L'avocat général attendu en Guyane
Hasard du calendrier ou pas, pour l'avocat général au procès de Léon Bertrand, l'audience est une première prise de contact avec la Guyane. En effet, Jean-Frédéric Lamouroux (notre photo) est attendu dans le département d'ici la fin de l'année. Il doit être nommé procureur général à la cour d'appel de Cayenne. Il succédera alors à Bruno Amouret, qui fera valoir ses droits à la retraite.

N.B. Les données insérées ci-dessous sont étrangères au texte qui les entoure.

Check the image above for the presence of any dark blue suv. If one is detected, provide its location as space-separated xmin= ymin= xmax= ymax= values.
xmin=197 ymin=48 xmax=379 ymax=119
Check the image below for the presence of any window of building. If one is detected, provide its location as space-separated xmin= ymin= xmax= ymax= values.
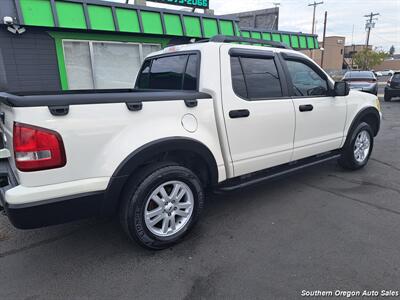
xmin=136 ymin=54 xmax=199 ymax=91
xmin=63 ymin=40 xmax=161 ymax=90
xmin=231 ymin=57 xmax=282 ymax=99
xmin=286 ymin=60 xmax=328 ymax=96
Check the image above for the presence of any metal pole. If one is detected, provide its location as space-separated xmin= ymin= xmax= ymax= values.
xmin=308 ymin=0 xmax=324 ymax=59
xmin=321 ymin=11 xmax=328 ymax=69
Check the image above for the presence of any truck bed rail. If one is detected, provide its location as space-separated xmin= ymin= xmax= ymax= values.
xmin=0 ymin=90 xmax=212 ymax=107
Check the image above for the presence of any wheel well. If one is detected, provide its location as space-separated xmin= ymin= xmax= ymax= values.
xmin=360 ymin=113 xmax=379 ymax=136
xmin=101 ymin=137 xmax=218 ymax=215
xmin=133 ymin=150 xmax=212 ymax=187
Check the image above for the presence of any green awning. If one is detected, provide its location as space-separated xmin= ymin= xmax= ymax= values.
xmin=240 ymin=28 xmax=319 ymax=50
xmin=16 ymin=0 xmax=239 ymax=38
xmin=14 ymin=0 xmax=319 ymax=49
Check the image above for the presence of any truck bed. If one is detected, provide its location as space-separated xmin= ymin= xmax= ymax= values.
xmin=0 ymin=89 xmax=212 ymax=107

Les chefs d'entreprise ne viendront pas
En première instance, trois chefs d'entreprise sur quatre avaient été condamnés à des peines de prison : un an avec sursis pour Abongo Adam et François Combelles, un an ferme pour Jacky Hildenbrand, qui n'était pas venu à l'audience. Son ex-épouse, Chunny Katidjo, avait été relaxée. Pour le procès en appel, les avocats de la défense ont fait cité les deux premiers comme témoins. Ni l'un ni l'autre ne se sont présentés hier matin. Ce sont donc leurs déclarations pendant l'enquête et au procès de l'an dernier qui seront relues, sans pouvoir les interroger.
Un peu d'humour
Ce lundi après-midi, cela fait plus de deux heures que Thierry Zennaro, fonctionnaire à la Répression des fraudes, détaille aux juges les subtilités du code des marchés publics. Il a réclamé à boire, mais le policier de service à disparu. Alexandre Varaut, avocat de Léon Bertrand, propose de se substituer au policier et de ramener au témoin « un pot de vin » .

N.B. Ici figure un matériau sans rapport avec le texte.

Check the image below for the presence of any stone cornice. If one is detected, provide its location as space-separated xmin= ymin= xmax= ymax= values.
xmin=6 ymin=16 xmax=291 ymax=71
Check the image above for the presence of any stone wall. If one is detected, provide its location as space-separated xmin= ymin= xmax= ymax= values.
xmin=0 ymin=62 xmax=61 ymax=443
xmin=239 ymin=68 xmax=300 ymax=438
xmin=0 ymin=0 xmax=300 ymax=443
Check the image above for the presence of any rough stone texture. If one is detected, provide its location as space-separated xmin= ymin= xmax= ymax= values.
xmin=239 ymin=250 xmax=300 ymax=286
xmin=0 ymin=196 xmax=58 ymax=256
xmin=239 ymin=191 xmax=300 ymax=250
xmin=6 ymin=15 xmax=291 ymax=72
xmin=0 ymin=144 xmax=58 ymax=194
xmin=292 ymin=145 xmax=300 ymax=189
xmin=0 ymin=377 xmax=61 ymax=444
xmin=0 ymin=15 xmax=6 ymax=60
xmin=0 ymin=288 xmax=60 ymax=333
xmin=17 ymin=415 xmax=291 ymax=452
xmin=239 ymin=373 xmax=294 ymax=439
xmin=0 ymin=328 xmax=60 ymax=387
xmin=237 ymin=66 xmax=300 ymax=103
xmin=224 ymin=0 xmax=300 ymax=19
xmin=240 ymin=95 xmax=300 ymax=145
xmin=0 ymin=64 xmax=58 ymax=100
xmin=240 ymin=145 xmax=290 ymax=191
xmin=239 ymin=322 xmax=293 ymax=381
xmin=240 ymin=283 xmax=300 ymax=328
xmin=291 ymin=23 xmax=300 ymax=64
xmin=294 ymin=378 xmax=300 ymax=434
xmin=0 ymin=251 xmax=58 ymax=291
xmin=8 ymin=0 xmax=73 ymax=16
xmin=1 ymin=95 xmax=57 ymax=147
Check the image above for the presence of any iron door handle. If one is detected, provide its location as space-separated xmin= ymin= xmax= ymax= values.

L'autre galère de Lasalarié
Jean-Pierre Lasalarié espère boucler la boucle. L'enquête sur les marchés publics de la CCOG a commencé peu de temps après sa première participation à Rames-Guyane. L'architecte va remettre ça en fin d'année, quelques mois après ce procès en appel où il est rejugé. Il s'entraîne actuellement pour la traversée de l'Atlantique à la rame. Ce procès vient donc le ralentir dans sa préparation.
Les interrogatoires commencent aujourd'hui
Après l'audition hier de Thierry Zennaro, le fonctionnaire de la Répression des fraudes qui avait rendu son avis sur les procédures de marché public suivies à la CCOG, les juges vont commencer à interroger les six prévenus ce matin. Aujourd'hui et demain, Léon Bertrand, Augustin To-Sah Be-Nza, Guy Le Navennec, Richard Cheung-A-Long, Jean Pradié et Jean-Pierre Lasalarié répondront tour à tour aux questions des juges. L'avocat général prendra ses réquisitions jeudi matin. Suivront les plaidoiries de la défense, jusqu'à vendredi.
L'an dernier, les juges avaient surpris tout le monde en rendant leur verdict le soir même. On ne sait pas ce qu'il en sera cette fois-ci.